What a natural child is
In Naming and Necessity (1980), Kripke argued that some terms refer to real, distinct natural species with a hidden essence. Water = H2O, regardless of how it appears. Gold = atomic number 79. Tiger = a specific biological species. These categories are not socially invented; they have been discovered and persist regardless of what we think of them.
Woman as a natural child
"Woman" — as a biological category — meets Kripke's criteria. There is a distinguishing feature: the female developmental pathway and the production of major gametes (see chromosomes and gametes ). Countless traits are causally linked to this: pregnancy, menarche, menopause, hormone profile, susceptibility to disease.

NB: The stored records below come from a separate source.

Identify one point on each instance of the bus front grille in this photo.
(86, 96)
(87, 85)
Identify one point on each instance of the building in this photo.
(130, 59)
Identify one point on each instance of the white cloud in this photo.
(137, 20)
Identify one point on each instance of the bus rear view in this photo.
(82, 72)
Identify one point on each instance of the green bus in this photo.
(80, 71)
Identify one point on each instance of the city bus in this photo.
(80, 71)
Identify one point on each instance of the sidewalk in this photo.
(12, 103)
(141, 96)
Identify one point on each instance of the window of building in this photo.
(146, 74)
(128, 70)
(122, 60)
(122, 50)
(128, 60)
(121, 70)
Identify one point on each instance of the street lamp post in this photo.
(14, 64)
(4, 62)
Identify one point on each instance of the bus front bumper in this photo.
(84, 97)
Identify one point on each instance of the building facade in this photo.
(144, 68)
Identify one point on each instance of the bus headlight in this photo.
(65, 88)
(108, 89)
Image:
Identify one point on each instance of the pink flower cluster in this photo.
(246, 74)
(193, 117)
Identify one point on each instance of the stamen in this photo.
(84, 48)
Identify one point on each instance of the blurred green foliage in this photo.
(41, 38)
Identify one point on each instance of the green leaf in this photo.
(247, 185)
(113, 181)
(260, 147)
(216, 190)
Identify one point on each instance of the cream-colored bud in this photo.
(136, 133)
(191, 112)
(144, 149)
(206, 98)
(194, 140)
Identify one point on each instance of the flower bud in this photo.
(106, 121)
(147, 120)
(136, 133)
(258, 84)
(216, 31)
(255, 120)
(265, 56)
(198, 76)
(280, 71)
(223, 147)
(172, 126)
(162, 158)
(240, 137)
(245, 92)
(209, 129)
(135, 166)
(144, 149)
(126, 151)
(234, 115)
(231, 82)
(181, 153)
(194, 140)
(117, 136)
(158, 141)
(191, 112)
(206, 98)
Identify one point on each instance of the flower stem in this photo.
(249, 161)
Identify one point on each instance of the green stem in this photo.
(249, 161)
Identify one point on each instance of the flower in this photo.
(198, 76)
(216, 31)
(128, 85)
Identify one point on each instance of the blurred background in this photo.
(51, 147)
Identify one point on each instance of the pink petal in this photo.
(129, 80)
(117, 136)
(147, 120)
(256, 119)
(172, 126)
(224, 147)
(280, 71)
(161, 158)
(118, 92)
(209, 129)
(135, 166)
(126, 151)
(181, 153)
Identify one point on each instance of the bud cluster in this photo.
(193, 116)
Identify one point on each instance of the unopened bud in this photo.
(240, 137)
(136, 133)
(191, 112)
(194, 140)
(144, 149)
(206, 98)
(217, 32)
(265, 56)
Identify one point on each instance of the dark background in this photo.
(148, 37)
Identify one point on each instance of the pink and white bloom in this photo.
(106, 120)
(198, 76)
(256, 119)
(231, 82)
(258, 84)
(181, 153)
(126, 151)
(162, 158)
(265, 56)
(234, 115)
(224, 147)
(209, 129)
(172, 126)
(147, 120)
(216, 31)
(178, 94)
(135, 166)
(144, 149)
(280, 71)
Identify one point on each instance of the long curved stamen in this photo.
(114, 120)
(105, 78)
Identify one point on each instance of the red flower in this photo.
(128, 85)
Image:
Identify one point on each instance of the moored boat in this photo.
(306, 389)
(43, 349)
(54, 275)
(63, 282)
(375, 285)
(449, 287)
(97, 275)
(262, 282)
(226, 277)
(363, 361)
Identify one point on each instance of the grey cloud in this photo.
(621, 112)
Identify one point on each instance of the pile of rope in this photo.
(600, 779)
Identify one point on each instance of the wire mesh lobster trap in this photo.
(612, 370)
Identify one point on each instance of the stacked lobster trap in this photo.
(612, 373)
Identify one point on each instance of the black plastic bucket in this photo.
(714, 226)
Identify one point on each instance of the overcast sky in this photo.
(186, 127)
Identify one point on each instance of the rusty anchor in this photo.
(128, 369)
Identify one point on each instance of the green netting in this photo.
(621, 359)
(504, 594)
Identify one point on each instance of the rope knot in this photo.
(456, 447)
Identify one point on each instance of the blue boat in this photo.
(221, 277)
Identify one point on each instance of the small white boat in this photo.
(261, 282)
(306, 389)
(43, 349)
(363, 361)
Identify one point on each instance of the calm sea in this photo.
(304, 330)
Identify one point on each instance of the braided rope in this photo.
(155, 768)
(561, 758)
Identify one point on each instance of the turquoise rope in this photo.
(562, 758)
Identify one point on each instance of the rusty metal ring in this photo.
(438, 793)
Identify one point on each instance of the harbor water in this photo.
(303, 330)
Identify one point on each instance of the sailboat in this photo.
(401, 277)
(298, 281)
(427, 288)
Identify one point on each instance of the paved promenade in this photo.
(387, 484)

This is not a social label but a biological class. See also biological sex and sex versus gender .
Gender identity as a pseudo-species
"Gender identity" lacks such a hidden essence. What is the "essence" of a female gender identity? No marker , no brain marker , no genetic marker , no distinguishing feature, no causal connection to other traits. The concept functions as an empty collection: it contains whoever places themselves within it. This is precisely what Kripke and Putnam call a non- natural kind — rather a nominal category, based on circular reasoning .
The damage of category blurring
When "woman" is redefined to encompass everyone who identifies as a woman, the term is disconnected from its natural reference. Statisticians, doctors, and biologists are forced to designate two fundamentally different categories with a single word—which hinders communication, sports, childcare, care, and research. It is the legal erasure of the category of woman. Criticism of this is dismissed as hate and silenced. See also language analysis and feminist criticism .
The reality they refer to does. We can adjust the boundaries to new insights — but not at the request of a political wish. The definition of woman does not change because an activist demands it.
No empirical evidence supports that. The concept functions as a social stipulation, not as a discovery — and is therefore unsuitable as a basis for medical interventions or legal recognition.
Sources
- Kripke S. (1980). Naming and Necessity . Harvard University Press.
- Putnam H. (1975). The Meaning of 'Meaning'. In Mind, Language and Reality .
- Byrne A. (2024). Trouble With Gender . Polity Press.
- Stock K. (2021). Material Girls . Fleet.